I’m ready to pack off to Ireland, home of my ancestors.

Ireland’s government has announced it will begin to pay 2,000 Irish artists $355 a week under a new universal basic income (UBI) program.

There are no restrictions on how artists may spend the money.

I’m guessing Guinness is celebrating the likely windfall.

The new program represents “recognition, at government level, of the important role of the arts in Irish society,” a news release says.

“It also places a value on the time spent developing a creative practice and producing art.”

The artists—all 2,000 of them—will be chosen at random to receive the weekly stipend from a pool of applicants.

Artists can apply online beginning today.

A spokesperson for the Irish government said the money equates to compensation for the unaccounted time artists spend on their work.

“The time spent on creative practice is what underpins Ireland’s world renowned arts and culture.” she said.

You gotta love a nation that loves its artists, and wishes they don’t starve.

While several US cities have experimented with UBI programs targeting artists, including New York and San Francisco, no nationwide patronage program is under consideration.

Too bad.

I would welcome a weekly handout.

After all, America’s farmers are paid to grow food.

Why can’t I be paid to paint food?

FDR tried a form of federal patronage at the height of the Great Depression, when he introduced the Public Works of Art Project (PWAP) in 1934.

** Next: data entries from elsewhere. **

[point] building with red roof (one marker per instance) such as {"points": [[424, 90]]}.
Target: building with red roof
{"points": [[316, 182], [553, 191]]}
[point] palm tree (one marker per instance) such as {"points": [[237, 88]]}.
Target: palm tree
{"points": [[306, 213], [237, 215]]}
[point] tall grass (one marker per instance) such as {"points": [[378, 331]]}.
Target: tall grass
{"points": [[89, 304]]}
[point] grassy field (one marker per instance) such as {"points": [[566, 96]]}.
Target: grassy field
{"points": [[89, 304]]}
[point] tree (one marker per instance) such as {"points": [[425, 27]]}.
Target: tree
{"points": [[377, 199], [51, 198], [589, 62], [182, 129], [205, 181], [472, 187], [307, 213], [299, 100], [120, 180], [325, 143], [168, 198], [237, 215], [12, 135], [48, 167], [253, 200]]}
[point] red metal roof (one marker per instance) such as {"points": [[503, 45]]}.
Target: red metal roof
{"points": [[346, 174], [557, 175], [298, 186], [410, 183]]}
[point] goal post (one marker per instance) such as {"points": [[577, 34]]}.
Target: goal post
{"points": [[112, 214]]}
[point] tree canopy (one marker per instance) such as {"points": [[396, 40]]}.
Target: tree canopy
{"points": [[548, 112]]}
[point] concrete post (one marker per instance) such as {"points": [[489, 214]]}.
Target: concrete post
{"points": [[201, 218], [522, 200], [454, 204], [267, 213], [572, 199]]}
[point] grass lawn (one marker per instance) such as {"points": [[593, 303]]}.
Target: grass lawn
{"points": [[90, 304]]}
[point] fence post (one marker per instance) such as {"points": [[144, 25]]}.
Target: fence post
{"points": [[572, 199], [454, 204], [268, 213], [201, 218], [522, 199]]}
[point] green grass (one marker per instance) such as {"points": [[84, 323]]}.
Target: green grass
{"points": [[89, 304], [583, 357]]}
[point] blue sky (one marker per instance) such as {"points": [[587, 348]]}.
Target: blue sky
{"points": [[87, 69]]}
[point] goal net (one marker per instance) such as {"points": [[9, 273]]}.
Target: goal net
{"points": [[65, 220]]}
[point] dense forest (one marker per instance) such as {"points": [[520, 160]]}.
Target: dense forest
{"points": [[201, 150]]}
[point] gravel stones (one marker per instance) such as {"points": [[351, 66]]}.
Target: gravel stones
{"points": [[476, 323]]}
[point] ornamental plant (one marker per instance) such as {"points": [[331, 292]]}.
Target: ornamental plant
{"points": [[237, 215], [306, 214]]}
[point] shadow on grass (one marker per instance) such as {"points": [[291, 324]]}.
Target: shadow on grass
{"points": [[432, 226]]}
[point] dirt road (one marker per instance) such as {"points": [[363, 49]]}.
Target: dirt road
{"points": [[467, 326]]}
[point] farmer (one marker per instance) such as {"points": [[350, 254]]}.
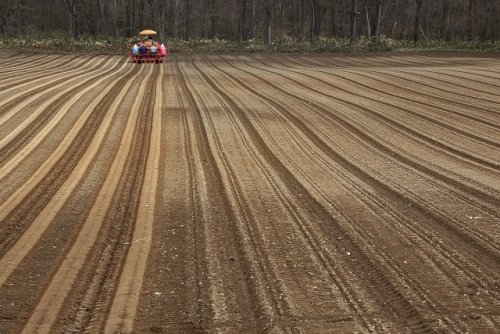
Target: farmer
{"points": [[144, 51], [163, 50], [153, 50]]}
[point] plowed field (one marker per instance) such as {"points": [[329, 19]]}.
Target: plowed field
{"points": [[250, 193]]}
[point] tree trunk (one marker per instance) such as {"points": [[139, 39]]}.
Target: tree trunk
{"points": [[417, 21], [268, 23], [74, 19], [444, 33], [243, 20], [353, 20], [380, 3], [367, 14], [470, 20]]}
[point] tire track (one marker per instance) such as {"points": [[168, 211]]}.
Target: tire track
{"points": [[93, 301], [492, 242], [412, 113], [397, 126], [221, 312], [42, 248], [17, 215], [85, 246], [38, 76], [21, 99], [370, 270], [49, 113], [298, 218], [453, 254], [126, 298]]}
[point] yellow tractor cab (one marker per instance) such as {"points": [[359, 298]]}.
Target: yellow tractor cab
{"points": [[148, 49]]}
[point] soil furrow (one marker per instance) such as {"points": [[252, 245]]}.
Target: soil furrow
{"points": [[381, 146], [93, 301], [43, 247], [17, 220], [370, 270], [443, 219], [42, 120]]}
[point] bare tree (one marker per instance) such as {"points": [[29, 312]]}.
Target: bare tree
{"points": [[417, 21], [353, 15], [74, 18], [380, 3]]}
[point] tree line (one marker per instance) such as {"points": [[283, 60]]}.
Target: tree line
{"points": [[260, 19]]}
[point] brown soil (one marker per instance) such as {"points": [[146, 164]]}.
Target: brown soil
{"points": [[250, 193]]}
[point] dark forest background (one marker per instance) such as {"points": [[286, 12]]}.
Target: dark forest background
{"points": [[460, 20]]}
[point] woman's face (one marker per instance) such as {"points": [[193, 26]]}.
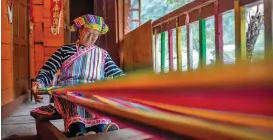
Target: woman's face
{"points": [[88, 36]]}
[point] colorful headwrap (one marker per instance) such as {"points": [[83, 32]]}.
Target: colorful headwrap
{"points": [[90, 21]]}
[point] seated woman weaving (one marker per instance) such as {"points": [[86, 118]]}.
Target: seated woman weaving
{"points": [[80, 63]]}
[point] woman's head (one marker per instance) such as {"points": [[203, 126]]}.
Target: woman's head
{"points": [[89, 28], [88, 36]]}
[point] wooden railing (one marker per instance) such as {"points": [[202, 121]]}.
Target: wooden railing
{"points": [[199, 10]]}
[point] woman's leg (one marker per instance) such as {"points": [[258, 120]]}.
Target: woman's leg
{"points": [[96, 128], [77, 129]]}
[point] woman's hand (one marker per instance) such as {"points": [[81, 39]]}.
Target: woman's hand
{"points": [[35, 93]]}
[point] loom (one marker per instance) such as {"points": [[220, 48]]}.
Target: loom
{"points": [[228, 102]]}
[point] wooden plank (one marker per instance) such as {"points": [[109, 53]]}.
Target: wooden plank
{"points": [[47, 130], [9, 108], [135, 45], [38, 13], [170, 45], [218, 23], [268, 22], [202, 43], [123, 134], [163, 51], [39, 53], [240, 32]]}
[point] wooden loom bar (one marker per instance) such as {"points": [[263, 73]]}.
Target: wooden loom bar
{"points": [[240, 32], [178, 47], [268, 22], [163, 51], [202, 42], [230, 117], [228, 88], [218, 23], [170, 44]]}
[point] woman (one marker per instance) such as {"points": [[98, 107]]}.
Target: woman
{"points": [[80, 63]]}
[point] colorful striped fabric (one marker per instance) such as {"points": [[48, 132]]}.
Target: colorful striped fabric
{"points": [[54, 63], [90, 21]]}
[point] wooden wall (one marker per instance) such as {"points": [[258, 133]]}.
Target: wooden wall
{"points": [[6, 57], [108, 10], [43, 42], [136, 48]]}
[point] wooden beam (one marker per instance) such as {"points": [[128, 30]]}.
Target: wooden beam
{"points": [[117, 135], [240, 32], [46, 130], [218, 23], [268, 22], [9, 108]]}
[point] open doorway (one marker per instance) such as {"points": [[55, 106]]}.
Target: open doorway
{"points": [[78, 8]]}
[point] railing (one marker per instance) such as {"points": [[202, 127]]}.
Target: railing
{"points": [[199, 10]]}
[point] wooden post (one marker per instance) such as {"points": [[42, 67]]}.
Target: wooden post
{"points": [[189, 49], [202, 42], [218, 23], [268, 22], [155, 50], [240, 32], [66, 13], [179, 47], [170, 44], [163, 51]]}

The program served the US gallantly well.

Under the PWAP, the federal government paid stipends to 3,750 artists to produce paintings, prints, crafts and sculptures for installation in federal buildings around the country.

It encouraged the artists to depict the “American scene,” but put no further restrictions on them.

It wound up spending an average of only $75 per piece.

The PWAP was replaced a year later by the better-known Works Progress Administration (WPA), which doled out payments to thousands of emerging artists, including Mark Rothko, Willem de Kooning, Jackson Pollock, Jacob Lawrence, Philip Guston and Lee Krasner.

All told, the artists working under the WPA between 1935 and 1943 produced more than 2,500 murals, 100,000 paintings, 17,000 sculptures, and 300,000 prints, for a total cost of only $35 million.

Not too shabby.

Above: Shrooms. Oil on fiberboard. 10 x 8 inches.